Willow and Mardigan died within a months of each other, just last year. Neither death was a great surprise. The veterinarian believed that Willow had suffered bone breaks and a severe lung worm infection in her past life. When I asked if euthanization was the kindest future for her, the doc said, “She’ll keep going until she doesn’t.” And that is what she did. Same with Mardigan. The legacy of his youth were those 12-inch horns that, while magnificent, should have been removed when he was a kid. They grew heavier with age. He whapped them on something one too many times and had a stroke.
But Elora was forever young to me. There wasn’t a brilliant mind below her wonky horns—one short and straight; the other curved down like a slicked side part—but there was such sweetness. She bleated “Hey guys, where are you” when left behind, just out of sight. She was lost without her Willow, even though Willow kept her own counsel most times. There was great joy when Molly and Missy arrived in 2019 and allowed their goaty twosome to be joined by a tiny, round Elora. She raced after after them, bleating pleadingly until Missy stopped to wait for Little Elora to climb the hill.

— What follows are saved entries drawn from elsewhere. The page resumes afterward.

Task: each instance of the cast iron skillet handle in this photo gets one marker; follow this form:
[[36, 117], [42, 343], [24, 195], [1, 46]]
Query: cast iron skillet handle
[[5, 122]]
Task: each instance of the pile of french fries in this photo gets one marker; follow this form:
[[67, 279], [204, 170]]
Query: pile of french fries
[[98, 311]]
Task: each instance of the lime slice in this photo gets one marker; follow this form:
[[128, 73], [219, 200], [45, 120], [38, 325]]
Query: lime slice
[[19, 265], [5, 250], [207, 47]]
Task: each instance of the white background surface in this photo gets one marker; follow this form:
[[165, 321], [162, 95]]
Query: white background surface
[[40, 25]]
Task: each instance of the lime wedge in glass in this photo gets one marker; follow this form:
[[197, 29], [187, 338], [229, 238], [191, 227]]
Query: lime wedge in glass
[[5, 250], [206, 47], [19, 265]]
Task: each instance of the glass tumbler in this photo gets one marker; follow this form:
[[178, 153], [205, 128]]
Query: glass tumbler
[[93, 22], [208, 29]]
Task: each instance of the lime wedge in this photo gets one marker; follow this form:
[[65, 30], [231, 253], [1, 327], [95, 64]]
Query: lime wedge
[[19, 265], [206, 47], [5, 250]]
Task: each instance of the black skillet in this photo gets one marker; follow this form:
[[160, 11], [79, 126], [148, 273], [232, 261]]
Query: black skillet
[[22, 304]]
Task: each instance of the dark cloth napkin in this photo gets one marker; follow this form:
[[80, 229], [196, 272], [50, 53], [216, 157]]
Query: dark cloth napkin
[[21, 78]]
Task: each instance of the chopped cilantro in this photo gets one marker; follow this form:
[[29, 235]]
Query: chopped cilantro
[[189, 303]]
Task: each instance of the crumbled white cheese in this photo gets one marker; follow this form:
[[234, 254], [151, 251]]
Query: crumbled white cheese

Yesterday the vet told us that Elora’s third stomach wasn’t processing food as it should. Treatments of steroids and vitamins provided a brief boost. This morning she was down. The goats and donkeys kept their distance. Carlton the potbelly curled up near her. We drove to town. When we came home, Carlton was whining in the doorway.
Tonight the wind is high and no stars shine. It’s the sort of night when a little red fox would rather be curled up on the bed beside me than tossing her toys in the yard. It’s a night when the small bleat of a little black goat with mismatched horns rides the air higher and higher until that voice is never alone again.